There are a few "cursed" restaurant buildings around here... I would include Pho Saigon; the original Golden Corral AKA Coco Cantina; Perkins AKA DB McMillans; Roy Rogers which was a few other no-name joints (Cuz's Country Kitchen) which is now Chesapeake Custom Embroidery; Willows which went thru several iterations; there are probably others I'm not remembering.
There are a few common factors from my point of view.
1) Lousy maintenance. Business owners around here seem to have a very short-sighted view of how much money they must allocate for facility renovations. Sometimes I'm astounded at how often Panera Bread changes something about its interior, but as a consequence it always looks fresh and clean and new. That keeps people coming back. By contrast, I generally avoid (for example) IHOP because the bathrooms are a stinking mess and the general interior feels like something straight out of the 80s.
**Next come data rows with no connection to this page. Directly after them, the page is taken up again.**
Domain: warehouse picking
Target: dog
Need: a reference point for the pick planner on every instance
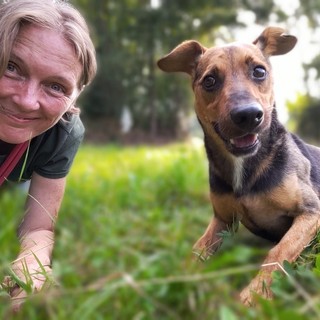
(260, 174)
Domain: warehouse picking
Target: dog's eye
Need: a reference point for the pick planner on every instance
(208, 83)
(259, 73)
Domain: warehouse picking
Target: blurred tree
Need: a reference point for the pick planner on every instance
(130, 35)
(305, 111)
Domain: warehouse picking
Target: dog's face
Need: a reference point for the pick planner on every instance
(233, 87)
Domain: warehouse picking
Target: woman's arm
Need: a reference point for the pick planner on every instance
(36, 233)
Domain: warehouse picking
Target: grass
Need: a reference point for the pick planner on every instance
(123, 247)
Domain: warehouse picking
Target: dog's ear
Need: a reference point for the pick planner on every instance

My guess is that Western Steer (corner of 4/235, now a WaWa) closed in the early 90's because it was unsustainably grungy inside and needed a complete gut and rebuild to clean it up. I don't even want to know what's in the kitchen and the food from places like that.
2) Too narrow a target market. Cuz's Country Kitchen, serving "southern Gospel" food on Styrofoam plates and plastic cups? Potential market share was near zero from day one. That's been true of many of the other failures.
3) People's desire for new, new, new. When a new place opens nearby, it slurps up all the traffic for a while. That can devastate a small-town, non-chain place that's riding the thin edge of financial solvency. Coco Cantina wasn't bad, but was probably done in by a couple direct competitors with bigger names taking their core customers. With Cracker Barrel open, I'm surprised IHOP is still alive.
4) Memory. I think people still associate the location (unfairly) with the mess that was there before, and write it off their "places I enjoy" mental list.
5) Drop-off in quality. New places often bring in star managers from Corporate to get things kicked off. Then a year later they're running on local talent only, who just never "got" the culture of successful restauranteering. Ever watch Restaurant:Impossible or Bar Rescue shows? Cool. But do you ever read the followup information from real customers? Usually within a month they're back to their failing ways of doing business. Something like 60-70% of rescued places fail within a year or two. The owner just can't change their stripes, and the quality doesn't stick.